Information Fusion Approaches for Distant Speech Recognition in a Multi-microphone Setting

It is a well known fact that high quality Automatic Speech Recognition is still difficult to guarantee under conditions in which the speaker is distant from the microphone due to the distortions caused by acoustic phenomena, such as noise and reverberation. Among the different research directions pursued around this problem, the adoption of multi-channel approaches is of great interest to the community given the potential of taking advantage of information diversity. In this thesis we elaborate on approaches that exploit different instances of a sound source, captured by various largely spaced microphones, in order to extract a Distant Speech Recognition hypothesis.
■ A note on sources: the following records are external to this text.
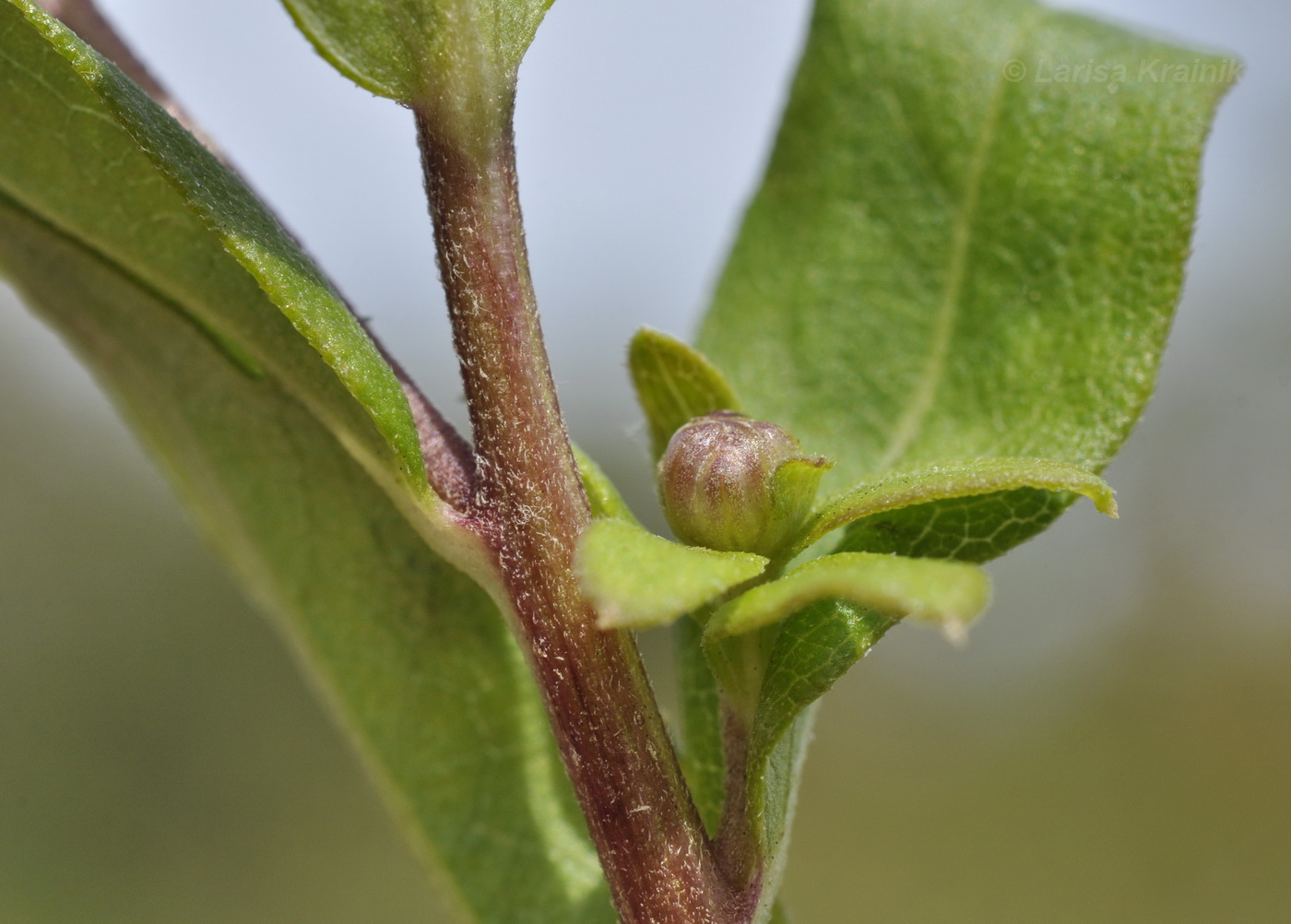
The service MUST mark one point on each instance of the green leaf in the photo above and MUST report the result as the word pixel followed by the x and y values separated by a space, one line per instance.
pixel 318 500
pixel 674 385
pixel 959 479
pixel 701 724
pixel 945 262
pixel 71 155
pixel 813 648
pixel 412 51
pixel 946 593
pixel 412 655
pixel 636 580
pixel 602 494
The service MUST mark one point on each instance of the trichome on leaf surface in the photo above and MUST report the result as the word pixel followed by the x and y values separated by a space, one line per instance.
pixel 942 317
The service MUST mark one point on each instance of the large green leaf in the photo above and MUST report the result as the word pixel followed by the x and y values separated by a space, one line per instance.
pixel 957 255
pixel 299 457
pixel 410 652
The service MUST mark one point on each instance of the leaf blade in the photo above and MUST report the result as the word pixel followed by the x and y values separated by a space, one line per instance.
pixel 412 655
pixel 944 262
pixel 636 580
pixel 674 385
pixel 957 479
pixel 948 593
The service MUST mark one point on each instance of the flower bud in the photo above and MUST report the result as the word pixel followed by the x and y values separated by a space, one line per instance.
pixel 736 484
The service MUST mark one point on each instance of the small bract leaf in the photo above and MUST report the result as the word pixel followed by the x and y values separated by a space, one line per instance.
pixel 636 580
pixel 962 478
pixel 674 385
pixel 602 494
pixel 409 49
pixel 813 648
pixel 940 591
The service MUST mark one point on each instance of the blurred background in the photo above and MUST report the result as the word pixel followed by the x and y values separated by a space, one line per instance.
pixel 1114 745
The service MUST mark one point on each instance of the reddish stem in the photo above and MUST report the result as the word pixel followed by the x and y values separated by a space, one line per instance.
pixel 531 507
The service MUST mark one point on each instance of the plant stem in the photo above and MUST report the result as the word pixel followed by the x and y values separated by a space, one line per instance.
pixel 531 507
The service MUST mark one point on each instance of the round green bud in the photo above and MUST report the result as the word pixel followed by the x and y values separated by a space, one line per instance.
pixel 731 483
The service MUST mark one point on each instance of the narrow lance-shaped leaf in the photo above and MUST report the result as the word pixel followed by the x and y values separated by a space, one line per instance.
pixel 952 258
pixel 813 648
pixel 412 655
pixel 952 481
pixel 180 222
pixel 948 593
pixel 297 485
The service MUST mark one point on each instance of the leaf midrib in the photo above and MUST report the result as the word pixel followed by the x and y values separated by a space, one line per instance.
pixel 957 268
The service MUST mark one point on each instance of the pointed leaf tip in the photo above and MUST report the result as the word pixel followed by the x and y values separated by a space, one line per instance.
pixel 674 385
pixel 953 480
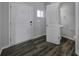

Two original solutions are presented, based on information fusion approaches at different levels of the recognition system, one at front-end stage and one at post-decoding stage, namely for the problems of channel selection (CS) and hypothesis combination. First, a new CS framework is proposed. Cepstral distance (CD), which is effectively applied in other acoustic processing fields, is the basis of the CS method developed. Experimental results confirmed the advantages of a CD-based selection schema under different scenarios. The second contribution concerns the combination of information extracted from the individual decoding processes performed over the multiple captured signals. It is shown how temporal cues can be identified in the hypothesis space, and be beneficial for the elaboration of a multi-microphone confusion network, from which the final speech transcription is derived. The proposed methods are applicable in a setting equipped with synchronized distributed microphones, independently of the proximity between the sensors. Analysis of the novel concepts were performed over synthetic and real-captured data. Both approaches achieved positive results at the different assessment tasks they were exposed to.